Compromise reached for Cuccinelli-Star Scientific correspondence
RICHMOND, Va. (AP) - The Virginia attorney general's office and a Democratic state senator agreed Friday to a compromise on his request for the office's correspondence with a businessman whose gift giving has stirred a political scandal.
Both sides in the dispute claimed victory in the ruling by a Richmond judge on Friday, days after state Sen. Donald McEachin filed a lawsuit. He alleged Attorney General Ken Cuccinelli's office had balked at releasing the records under the Freedom of Information Act. Cuccinelli is the Republican nominee for governor, and his ties to Star Scientific CEO Jonnie R. Williams have become a campaign issue.
McEachin said the attorney general's office had put up unreasonable demands to obtain the records, including a fee of more than $14,000 ahead of the search.
Cuccinelli's office said McEachin had made an overly broad request and rebuffed suggestions to narrow its focus.
Friday, however, Cuccinelli spokesman Brian Gottstein said that McEachin's attorneys agreed to limit their search for the correspondence.
"From the beginning of this dispute, we indicated we were always willing to work with Mr. McEachin to find the documents he seeks; instead, we were met with the threat of a lawsuit," Gottstein said in a statement. "However, once the court instructed us to try to reach a compromise, one was quickly reached."
McEachin filed the lawsuit on Monday in his quest to seek communications between Cuccinelli's office and Williams, whose suburban Richmond company manufactures nutritional supplements.
In a statement released Friday night, McEachin said the attorney general's office agreed to lower some barriers to his request for the correspondence.

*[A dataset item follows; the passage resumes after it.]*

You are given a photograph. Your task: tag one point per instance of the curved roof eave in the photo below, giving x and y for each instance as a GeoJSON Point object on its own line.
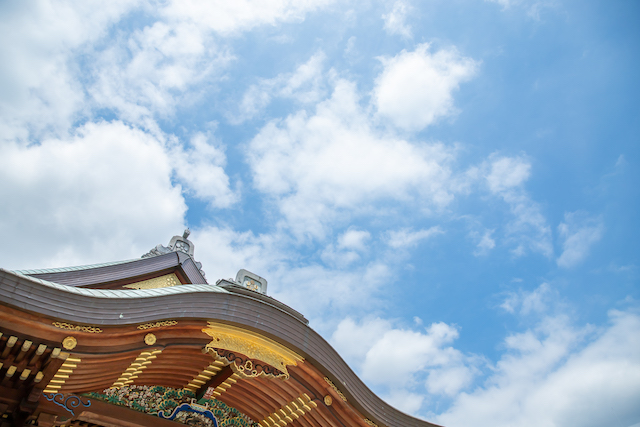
{"type": "Point", "coordinates": [114, 308]}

"I was heartened today by Ken Cuccinelli's representatives' decision, at the urging of a Richmond City Circuit Court judge, to eliminate many of the onerous obstacles they had placed between the Virginia public and records involving Cuccinelli's conflict of interest scandal with Jonnie Williams and Star Scientific."
Cuccinelli is locked in a competitive fall race with Democrat Terry McAuliffe.
Williams gave thousands of dollars in gifts and money to Cuccinelli and Republican Gov. Bob McDonnell and his family. Federal and state criminal investigations are looking into McDonnell's ties to Williams and his company.
McDonnell and Cuccinelli have denied any wrongdoing, and the attorney general has sought to distance himself from the governor.
Cuccinelli accepted more than $18,000 worth of gifts from Williams and Star Scientific, and once owned more than $10,000 in company stock. Some of the gratuities, including a $3,000 summer family vacation and a catered $1,500 Thanksgiving dinner at Williams' palatial waterside getaway at Smith Mountain Lake near the Blue Ridge Mountains, were not disclosed until April, when Cuccinelli amended four years' of economic disclosure forms.
In July, Richmond's Democratic commonwealth's attorney, Mike Herring, said in a report that Cuccinelli broke no state law with his tardy disclosures of Williams' gifts.
Then, earlier this month, Cuccinelli gave a Richmond charity $18,000 - the same value as gifts he accepted from Williams.